I want to find all the srg with parameters $(v,k,0,3)$. I leave my work so far below:
By the balloon equation we obtain that $v=\frac{k^2+2k}{3} + 1$.
Suppose that $k \geq \frac{v}{2}$. Then $k \in \{1,2,3\}$ but clearly we need that $k \geq b$ so $k$ must be $3$. This gives a graph with parameters $(6,3,0,3)$ which I know that exists.

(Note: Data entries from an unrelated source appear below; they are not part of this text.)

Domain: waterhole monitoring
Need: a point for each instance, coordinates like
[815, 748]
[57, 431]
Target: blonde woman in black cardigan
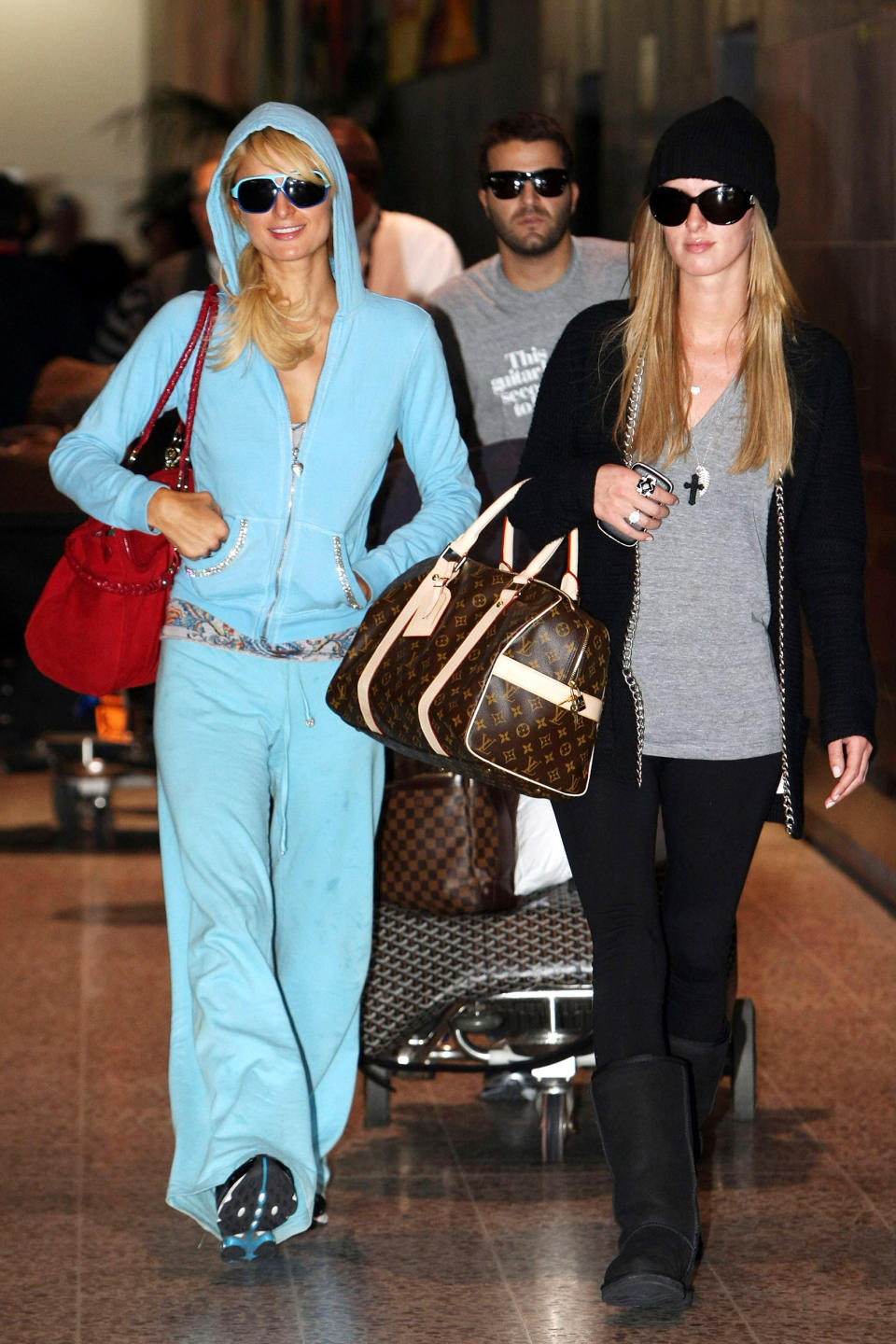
[709, 379]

Now suppose that $k < \frac{v}{2}$. The eigenvalue theorem say that $\sqrt{9 + 4(k-3)}$ must be an integer, but this still gives many possibilities. Eg. $k = 1,3,7,13,21,31 \ldots$ So I guess that the next step would be to consider the following equations:
$$ m_1 + m_2 = -k $$ $$ m_1 \lambda_1 + m_2 \lambda_2 = \frac{k^2+2k}{3} $$
where $\lambda_{1,2} = \frac{1}{2}(-3 \pm \sqrt{9 + 4(k-3)})$ and $m_1,m_2$ their respective multiplicities.
Well, the eigenvalues do not have to be integers. In that case, you have a $\textit{conference graph}$, so the multiplicities of $\lambda_1$ and $\lambda_2$ are equal. The only candidate that you obtain this way seems to be $k = 0$, so this will not lead to a strongly regular graph.
So assume now that the eigenvalues are integers, then there must exist some $z$ such that $z^2 = 9 + 4(k-3) = 4k-3$, as you noticed. We can now express $k$, $v$, $\lambda_1$ and $\lambda_2$ as polynomials in $z$.
Recall that the trace of a matrix equals the sum of its eigenvalues (weighted by multiplicity). The trace of an adjacency matrix is $0$, so we obtain that $m_1 \lambda_1 + m_2 \lambda_2 + k = 0$. Since $m_2 = v - 1 - m_1$, we can now obtain a long equation that will have the form $$z\cdot(\text{polynomial in $z$ and $m_1$ with integer coefficients}) = 27.$$ The key observation now is that both factors must be integers, so in particular $z$ must divide 27. That gives only a few candidates for $k$ for which you need to check whether such a strongly regular graph exists.